Greece investigates Swiss pharma Novartis over bribery claims
The Novartis building in Basel. Photo: Fabrice Coffrini/AFP
Stavos Kontonis ordered an inquiry after “denunciations concerning bribes paid to functionaries by Novartis” appeared in the press, a ministerial statement said.
“The judicial investigation will be swift and thorough,” it added.
According to a judicial source, a preliminary investigation has been going on for two months and around 178 people in Greece have been questioned.
The source said anti-corruption prosecutors had visited Novartis's premises near Athens to gather evidence.

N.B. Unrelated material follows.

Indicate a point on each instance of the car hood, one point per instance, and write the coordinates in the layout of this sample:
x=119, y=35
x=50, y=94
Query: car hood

The case gained attention in recent days following a suicide attempt in Athens on Sunday, New Year's Day, by a Novartis manager.
That attempt was thwarted by police and according to the judicial source, the manager was one of those questioned over corruption.
For its part Novartis issued a statement saying it was “aware of the media reports about our business practices” in Greece and that it was seeking more information and was cooperating with the authorities.
“Novartis is committed to the highest standards of ethical business conduct and regulatory compliance in all aspects of its work and takes any allegation of misconduct extremely seriously,” the company said in the statement.
The judicial source also claimed American FBI agents were in Athens to help Greek authorities investigate Novartis.
The Swiss pharmaceutical giant was investigated by US authorities in 2014, accused of paying bribes in order to boost sales of some of its medicines, and was later fined $390 million by the US Justice Department.